Ancaman radikalisme memang terus terjadi. Propaganda radikalisme muncul dengan berbagai macam cara. Kelompok radikal juga terus memanfaatkan perkembangan zaman, agar tidak mudah terdeteksi. Dan jika kita lihat yang terjadi saat ini, banyak diantara kita tidak sadar, bahwa kita sendiri pada dasarnya juga turut menyebarkan bibit radikalisme itu sendiri. Salah satunya adalah menyebarkan kebencian di lingkungan sekitar.
Sadar atau tidak, banyak sekali postingan bernuansa kebencian di media sosial. Entah itu benci dengan teman sekerja, benci dengan pimpinan di kantor atau benci dengan kebijakan pemerintah. Bahkan tak jarang kebencian itu dibalut dengan kebebasan mengutarakan pendapat. Dan yang lebih mengerikan adalah dibumbui dengan sentimen SARA di dalamnya. Akibatnya, antar sesama bisa saling bertikai satu dengan lainnya.
Tanpa disadari, infiltrasi radikalisme itu telah menyusup ke semua lini kehidupan. Di lingkungan pendidikan misalnya. Beberapa tahun lalu sempat ditemukan buku bacaan dengan kandungan radikalisme di tingkat pendidikan anak usia dini (PAUD). Tak hanya itu, bibit radikalisme juga pernah ditemukan di tingkat SMP, SMA hingga perguruan tinggi. 2018 lalu, Densus 88 pernah manangkap mahasiswa di salah satu kampus di Pekanbaru, Riau. Ditemukan bom siap ledak di gelanggang mahasiswa kampus tersebut. Pada 2022, Densus 88 juga menangkap IA, mahasiswa jurusan hubungan Internasional di salah satu kampus di Jawa Timur. Mahasiswa 22 tahun tersebut diduga terlibat dengan jaringan terorisme.

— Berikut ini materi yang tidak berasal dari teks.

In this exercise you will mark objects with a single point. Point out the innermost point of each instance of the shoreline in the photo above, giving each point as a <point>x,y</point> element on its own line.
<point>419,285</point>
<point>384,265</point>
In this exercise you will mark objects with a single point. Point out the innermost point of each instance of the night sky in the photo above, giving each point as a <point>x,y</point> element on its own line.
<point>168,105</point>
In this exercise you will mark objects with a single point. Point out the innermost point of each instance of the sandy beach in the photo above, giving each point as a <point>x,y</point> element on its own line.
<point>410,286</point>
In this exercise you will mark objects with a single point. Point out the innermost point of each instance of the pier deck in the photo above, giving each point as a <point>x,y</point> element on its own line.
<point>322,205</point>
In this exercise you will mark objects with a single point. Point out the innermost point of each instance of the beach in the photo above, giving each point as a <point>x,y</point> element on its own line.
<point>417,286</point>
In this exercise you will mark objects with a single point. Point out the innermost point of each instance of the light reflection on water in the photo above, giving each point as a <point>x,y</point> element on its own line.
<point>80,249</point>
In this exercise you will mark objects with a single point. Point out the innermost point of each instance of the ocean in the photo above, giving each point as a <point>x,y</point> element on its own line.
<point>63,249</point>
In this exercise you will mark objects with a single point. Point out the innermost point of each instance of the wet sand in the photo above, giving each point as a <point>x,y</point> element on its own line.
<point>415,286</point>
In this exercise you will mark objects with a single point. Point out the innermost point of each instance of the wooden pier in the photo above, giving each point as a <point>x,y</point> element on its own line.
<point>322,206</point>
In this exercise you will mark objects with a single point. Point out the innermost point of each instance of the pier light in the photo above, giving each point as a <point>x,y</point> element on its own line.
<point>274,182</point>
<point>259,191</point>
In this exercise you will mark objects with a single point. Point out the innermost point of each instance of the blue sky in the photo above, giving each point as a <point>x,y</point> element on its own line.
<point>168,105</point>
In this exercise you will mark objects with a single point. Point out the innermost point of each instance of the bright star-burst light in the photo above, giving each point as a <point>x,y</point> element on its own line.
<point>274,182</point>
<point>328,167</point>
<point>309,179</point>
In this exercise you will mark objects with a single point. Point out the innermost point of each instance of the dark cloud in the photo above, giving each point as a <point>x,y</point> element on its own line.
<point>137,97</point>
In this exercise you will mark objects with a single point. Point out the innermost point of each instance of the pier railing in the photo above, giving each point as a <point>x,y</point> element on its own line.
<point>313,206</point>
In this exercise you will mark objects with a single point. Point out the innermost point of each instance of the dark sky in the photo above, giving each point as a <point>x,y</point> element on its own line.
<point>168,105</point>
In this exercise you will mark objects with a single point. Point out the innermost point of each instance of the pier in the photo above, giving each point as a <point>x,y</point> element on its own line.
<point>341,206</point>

Hal diatas hanyalah contoh saja. Tidak hanya di lingkungan kampus. Di lingkungan pesantren juga pernah diberitakan disusupi bibit radikalisme. Bahkan, kementerian lembaga, juga banyak disusupi oleh oknum yang terpapar radikalisme. Beberapa bulan lalu, Densus 88 menangkap oknum pegawai PT KAI, karena diduga terlibat jaringan terorisme.
Sekali lagi, infiltrasi radikalisme banyak terjadi dimana-mana. Perlu ditingkatkan kewaspadaan, agar orang-orang terdekat kita tidak mudah terpapar radikalisme. Perlu adanya saling membantu, untuk memperkuat literasi, agar bisa membekali diri dengan informasi yang tepat, obyektif dan valid. Karena penyebaran informasi yang terjadi saat ini, tidak serta merta berisi kebenaran. Tidak sedikit informasi yang berkembang justru merupakan berita bohong.
Membangun kesiagaan perlu dilakukan oleh semua pihak. Jika dulu ada pos kamling untuk mencegah masuknya pencuri, di era digital ini, kita juga perlu pos kamling digital agar bibit radikal tidak menyebar di media sosial. Karena tak dipungkiri, kelompok radikal dan jaringan terorisme terus menggunakan kecanggihan teknologi, untuk mendapatkan dukungan, mencari pendanaan, hingga menyebarkan provokasi. Jika kita semua tidak meningkatkan kewaspadaan, tidak menutup kemungkinan akan mudah terpapar dan bergabung ke dalam jaringan teroris.
Jangan lupakan nilai-nilai kearifan lokal yang telah diwariskan para pendahulu kita. Terus tingkatkan toleransi, agar kita tetap bisa hidup berdampingan dalam keberagaman. Karena keberagaman di negeri ini merupakan keniscayaan, yang tidak bisa dilawan. Dan karena itu pula, saling menghargai antar sesama merupakan hal mutlak, yang harus diimplementasikan dalam setiap perilaku kita semua. Salam.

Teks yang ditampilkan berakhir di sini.